Par courrier recommandé du 28 juin 2023 2023, la SA Cepac a notifié à l’emprunteur la déchéance du terme, après mise en demeure préalable du 1er juin 2023 de payer la somme en principal de 3.019,80 euros sous huit jours.
Par acte de commissaire de justice du 23 septembre 2024, la SA Cepac a fait assigner M. [S] [Z] devant le juge des contentieux de la protection au visa des articles L 311-37 du code de la consommation et 1103 du code civil, aux fins de condamnation à lui payer les sommes de :
-13.960,97 euros assortie des intérêts au taux contractuel de 2,10 %,
-700 euros en application de l’article 700 du code de procédure civile, ainsi qu’aux dépens.
A l’audience du 4 mars 2025, la SA Cepac, représentée par son conseil, a réitéré les termes de son assignation.
En application de l’article R. 632-1 du code de la consommation, la juge des contentieux de la protection a soulevé d’office divers moyens tenant à la régularité de l’opération au moyen d’une fiche versée au débat, s’agissant de la forclusion, du FICP, de la FIPEN et de la régularité de la déchéance du terme.
Cité dans les termes de l’article 659 du code de procédure civile, M. [S] [Z] n’est ni comparant ni représenté.
Sur les moyens développés par la requérante au soutien de ses prétentions, il conviendra de se reporter à ses écritures, en application de l’article 455 du code de procédure civile.
La décision a été mise en délibéré au 3 juin 2025, par mise à disposition au greffe.
MOTIFS DE LA DÉCISION
Aux termes de l’article 472 du code de procédure civile, l’absence de M. [S] [Z] ne fait pas obstacle à ce qu’une décision soit rendue sur le fond du litige, le juge ne faisant droit à la demande que dans la mesure où il l’estime régulière, recevable et bien fondée.
Aux termes de l’article L 312-40 du code de la consommation : « En cas de défaillance dans l’exécution par l’emprunteur d’un contrat de location assorti d’une promesse de vente ou d’un contrat de location-vente, le prêteur est en droit d’exiger, outre la restitution du bien et le paiement des loyers échus et non réglés, une indemnité qui, dépendant de la durée restant à courir du contrat et sans préjudice de l’application de l’article 1231-5 du code civil, est fixée suivant un barème déterminé par décret ».
Ce texte n’a toutefois vocation à être appliqué au titre du calcul des sommes dues qu’après vérification de l’absence de cause de nullité du contrat, de l’absence de forclusion de la créance, de ce que le terme du contrat est bien échu et de l’absence de déchéance du droit aux intérêts conventionnels.
Il résulte des dispositions de l’article R.312-35 du Code de la consommation que les actions en paiement engagées à l’occasion de la défaillance de l’emprunteur doivent être formées dans les deux ans de l’événement qui leur a donné naissance à peine de forclusion.
Le report d’échéances impayées à l’initiative du prêteur est sans effet sur la computation de ce délai.
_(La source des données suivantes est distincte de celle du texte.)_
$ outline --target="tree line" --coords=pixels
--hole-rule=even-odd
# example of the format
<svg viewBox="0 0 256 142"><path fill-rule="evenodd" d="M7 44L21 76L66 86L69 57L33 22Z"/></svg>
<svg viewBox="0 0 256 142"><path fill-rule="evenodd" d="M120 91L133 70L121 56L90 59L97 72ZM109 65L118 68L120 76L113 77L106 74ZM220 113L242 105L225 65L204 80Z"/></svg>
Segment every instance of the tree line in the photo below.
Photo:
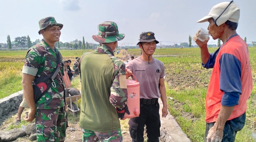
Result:
<svg viewBox="0 0 256 142"><path fill-rule="evenodd" d="M27 47L29 48L39 43L41 41L41 40L39 39L36 39L34 41L31 41L28 35L27 36L18 37L15 37L14 39L14 41L16 42L15 45L17 47L22 47L23 49L25 49L25 46L26 45L27 45ZM12 44L10 35L8 35L7 36L7 43L8 49L11 49ZM94 44L94 45L90 46L87 41L86 41L86 43L84 41L84 37L83 36L83 41L82 42L79 40L78 44L75 43L74 44L73 44L68 42L63 43L61 41L58 41L55 42L54 46L59 49L60 49L60 47L66 46L69 49L71 48L75 49L89 49L96 48L97 45L97 44Z"/></svg>

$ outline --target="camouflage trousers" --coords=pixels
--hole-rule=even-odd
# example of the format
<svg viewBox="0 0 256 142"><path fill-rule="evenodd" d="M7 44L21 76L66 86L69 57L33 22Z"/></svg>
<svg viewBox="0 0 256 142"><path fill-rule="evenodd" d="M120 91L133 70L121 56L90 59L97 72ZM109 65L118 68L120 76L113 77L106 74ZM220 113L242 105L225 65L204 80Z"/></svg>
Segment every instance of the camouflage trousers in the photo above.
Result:
<svg viewBox="0 0 256 142"><path fill-rule="evenodd" d="M37 109L35 115L38 142L64 142L67 124L67 112L64 107Z"/></svg>
<svg viewBox="0 0 256 142"><path fill-rule="evenodd" d="M99 133L82 128L83 142L122 142L121 129L110 132Z"/></svg>

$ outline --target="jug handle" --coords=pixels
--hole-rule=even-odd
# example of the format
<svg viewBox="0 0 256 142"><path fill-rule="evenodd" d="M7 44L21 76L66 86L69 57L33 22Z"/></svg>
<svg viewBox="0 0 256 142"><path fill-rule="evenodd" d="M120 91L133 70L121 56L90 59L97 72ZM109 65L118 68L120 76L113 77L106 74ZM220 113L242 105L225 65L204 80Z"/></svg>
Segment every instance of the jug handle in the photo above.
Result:
<svg viewBox="0 0 256 142"><path fill-rule="evenodd" d="M132 76L133 76L133 77L134 77L134 79L135 79L135 81L137 82L137 78L136 78L136 77L135 77L134 74L133 74L133 73L132 73Z"/></svg>
<svg viewBox="0 0 256 142"><path fill-rule="evenodd" d="M136 108L136 110L133 111L133 114L135 116L137 116L139 114L139 109L138 108Z"/></svg>

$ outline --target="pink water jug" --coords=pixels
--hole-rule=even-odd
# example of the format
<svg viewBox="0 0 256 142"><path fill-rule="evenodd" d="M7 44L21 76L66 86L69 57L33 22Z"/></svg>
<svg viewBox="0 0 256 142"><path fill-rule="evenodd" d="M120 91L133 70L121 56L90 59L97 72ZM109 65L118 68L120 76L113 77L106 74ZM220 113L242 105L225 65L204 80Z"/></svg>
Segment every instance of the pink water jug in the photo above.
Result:
<svg viewBox="0 0 256 142"><path fill-rule="evenodd" d="M130 114L125 113L122 120L138 117L140 114L140 83L137 81L137 78L134 75L132 75L135 81L126 80L128 93L127 105Z"/></svg>

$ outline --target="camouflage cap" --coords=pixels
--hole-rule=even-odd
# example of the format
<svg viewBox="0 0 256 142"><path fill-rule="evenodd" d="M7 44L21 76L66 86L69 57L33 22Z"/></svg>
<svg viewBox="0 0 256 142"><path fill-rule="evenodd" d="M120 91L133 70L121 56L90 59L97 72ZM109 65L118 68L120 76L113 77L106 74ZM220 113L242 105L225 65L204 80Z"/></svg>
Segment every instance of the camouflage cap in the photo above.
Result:
<svg viewBox="0 0 256 142"><path fill-rule="evenodd" d="M155 43L157 44L159 43L158 41L155 40L155 34L151 32L145 32L140 34L140 41L137 44L138 45L141 42L150 42L153 41L155 41Z"/></svg>
<svg viewBox="0 0 256 142"><path fill-rule="evenodd" d="M56 20L55 20L55 19L53 17L48 17L43 18L39 21L38 23L39 23L39 27L40 28L40 30L38 31L39 35L40 34L40 31L49 26L59 26L60 28L60 29L61 29L63 27L63 24L57 23Z"/></svg>
<svg viewBox="0 0 256 142"><path fill-rule="evenodd" d="M98 26L98 35L93 36L93 38L99 43L110 43L121 40L125 35L119 33L117 25L113 22L104 22Z"/></svg>

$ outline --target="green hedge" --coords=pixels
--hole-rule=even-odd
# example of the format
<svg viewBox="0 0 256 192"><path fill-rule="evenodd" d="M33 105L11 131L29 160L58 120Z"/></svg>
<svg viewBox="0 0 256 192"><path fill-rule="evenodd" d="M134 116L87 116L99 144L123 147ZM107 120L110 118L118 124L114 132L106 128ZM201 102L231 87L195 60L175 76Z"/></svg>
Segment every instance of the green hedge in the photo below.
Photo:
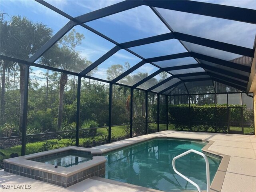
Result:
<svg viewBox="0 0 256 192"><path fill-rule="evenodd" d="M229 107L241 107L240 105L230 105ZM230 110L230 122L237 122L233 126L241 126L242 118L240 108L231 108ZM249 121L246 115L249 110L243 106L244 122ZM194 131L200 130L216 132L227 132L228 112L226 104L214 104L199 106L192 104L170 105L168 106L168 119L169 124L174 124L176 130Z"/></svg>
Il en est de même des annulations de retard.
En l’espèce, les annulations de retard ne permettent pas de considérer une échéance comme payée.
Il ressort de l’historique de compte que le premier impayé non régularisé intervient le 1er septembre 2022 au regard de trois annulations de retard avant le premier impayé non régularisé du 1er décembre 2022.
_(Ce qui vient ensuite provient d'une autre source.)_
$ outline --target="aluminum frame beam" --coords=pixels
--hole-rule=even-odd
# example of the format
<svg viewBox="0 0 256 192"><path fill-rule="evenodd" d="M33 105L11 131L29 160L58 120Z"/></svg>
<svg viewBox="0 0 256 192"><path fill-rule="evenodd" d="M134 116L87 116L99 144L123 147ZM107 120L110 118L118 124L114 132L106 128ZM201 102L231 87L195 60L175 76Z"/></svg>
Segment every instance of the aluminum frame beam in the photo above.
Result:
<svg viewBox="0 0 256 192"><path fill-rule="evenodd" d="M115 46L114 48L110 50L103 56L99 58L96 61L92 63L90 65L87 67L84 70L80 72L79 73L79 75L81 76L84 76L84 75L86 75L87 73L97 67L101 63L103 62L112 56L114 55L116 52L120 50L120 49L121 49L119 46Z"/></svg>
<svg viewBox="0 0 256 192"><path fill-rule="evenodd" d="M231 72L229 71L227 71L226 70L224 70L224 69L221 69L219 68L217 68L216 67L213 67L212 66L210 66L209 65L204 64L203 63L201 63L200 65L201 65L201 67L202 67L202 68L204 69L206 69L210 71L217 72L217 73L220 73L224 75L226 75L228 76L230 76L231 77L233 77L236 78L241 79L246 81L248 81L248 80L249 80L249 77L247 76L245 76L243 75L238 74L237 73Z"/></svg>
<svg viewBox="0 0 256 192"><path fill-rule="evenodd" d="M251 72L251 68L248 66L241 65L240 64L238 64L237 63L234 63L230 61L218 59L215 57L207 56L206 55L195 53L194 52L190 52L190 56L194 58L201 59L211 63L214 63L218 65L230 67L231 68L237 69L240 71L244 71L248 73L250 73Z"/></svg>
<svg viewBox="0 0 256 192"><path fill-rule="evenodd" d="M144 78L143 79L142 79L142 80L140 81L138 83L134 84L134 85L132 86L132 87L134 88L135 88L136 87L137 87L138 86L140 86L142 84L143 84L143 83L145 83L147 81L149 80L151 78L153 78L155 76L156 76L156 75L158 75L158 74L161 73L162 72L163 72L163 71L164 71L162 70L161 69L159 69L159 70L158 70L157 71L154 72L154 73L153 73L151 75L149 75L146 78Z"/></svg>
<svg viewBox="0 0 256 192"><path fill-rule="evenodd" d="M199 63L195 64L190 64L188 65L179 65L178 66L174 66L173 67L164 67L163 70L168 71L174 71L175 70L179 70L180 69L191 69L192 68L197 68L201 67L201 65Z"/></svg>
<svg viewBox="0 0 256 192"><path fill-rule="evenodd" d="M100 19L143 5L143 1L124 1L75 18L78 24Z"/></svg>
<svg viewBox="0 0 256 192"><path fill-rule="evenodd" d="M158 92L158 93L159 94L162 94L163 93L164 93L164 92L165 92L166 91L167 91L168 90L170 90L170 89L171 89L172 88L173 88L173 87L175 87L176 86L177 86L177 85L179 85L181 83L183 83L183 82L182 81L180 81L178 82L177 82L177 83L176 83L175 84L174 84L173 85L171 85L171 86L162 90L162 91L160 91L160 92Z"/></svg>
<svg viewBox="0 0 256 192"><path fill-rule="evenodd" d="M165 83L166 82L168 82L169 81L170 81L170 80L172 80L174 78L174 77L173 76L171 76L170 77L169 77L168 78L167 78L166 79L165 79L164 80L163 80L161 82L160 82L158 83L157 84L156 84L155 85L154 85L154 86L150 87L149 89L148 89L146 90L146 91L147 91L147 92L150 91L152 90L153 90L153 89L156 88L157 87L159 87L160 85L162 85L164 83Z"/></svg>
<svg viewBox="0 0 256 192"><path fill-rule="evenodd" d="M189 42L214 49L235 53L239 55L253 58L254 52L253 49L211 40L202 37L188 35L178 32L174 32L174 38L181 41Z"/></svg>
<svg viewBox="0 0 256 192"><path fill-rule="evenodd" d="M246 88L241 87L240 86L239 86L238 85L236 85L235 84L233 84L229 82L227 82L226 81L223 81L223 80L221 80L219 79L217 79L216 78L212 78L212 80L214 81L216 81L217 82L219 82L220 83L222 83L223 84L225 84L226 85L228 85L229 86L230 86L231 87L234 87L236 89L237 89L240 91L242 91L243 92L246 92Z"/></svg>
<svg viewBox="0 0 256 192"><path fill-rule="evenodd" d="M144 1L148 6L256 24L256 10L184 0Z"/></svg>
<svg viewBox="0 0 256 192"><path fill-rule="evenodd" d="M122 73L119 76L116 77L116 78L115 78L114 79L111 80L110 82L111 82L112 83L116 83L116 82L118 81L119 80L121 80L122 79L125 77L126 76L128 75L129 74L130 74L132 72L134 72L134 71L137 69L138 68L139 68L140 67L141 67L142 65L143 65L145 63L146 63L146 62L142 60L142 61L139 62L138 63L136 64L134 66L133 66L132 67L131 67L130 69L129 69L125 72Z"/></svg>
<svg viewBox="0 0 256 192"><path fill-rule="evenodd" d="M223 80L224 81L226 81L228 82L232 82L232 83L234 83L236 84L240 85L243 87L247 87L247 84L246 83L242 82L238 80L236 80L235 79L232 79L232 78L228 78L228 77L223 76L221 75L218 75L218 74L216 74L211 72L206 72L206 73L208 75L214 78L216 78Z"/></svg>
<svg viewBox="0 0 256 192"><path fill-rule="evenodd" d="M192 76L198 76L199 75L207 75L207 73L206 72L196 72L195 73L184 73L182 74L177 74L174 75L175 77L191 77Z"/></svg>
Le débiteur est assigné le 23 septembre 2024, soit plus de deux ans après cet incident.
En conséquence, la SA Cepac doit être déclarée forclose dans son action en paiement et ses demandes irrecevables.
La SA Cepac supportera les entiers dépens de la présente instance.
PAR CES MOTIFS,
La juge des contentieux de la protection, statuant en audience publique, par jugement réputé contradictoire rendu en premier ressort,
DÉCLARE irrecevable l’action en paiement engagée la SA Cepac relative au contrat de prêt personnel n° 1118196592 souscrit par M. [S] [Z] le 7 juin 2019 ;
CONDAMNE la SA Cepac aux dépens ;
Ainsi jugé et prononcé les jour, mois et an ci-dessus indiqués.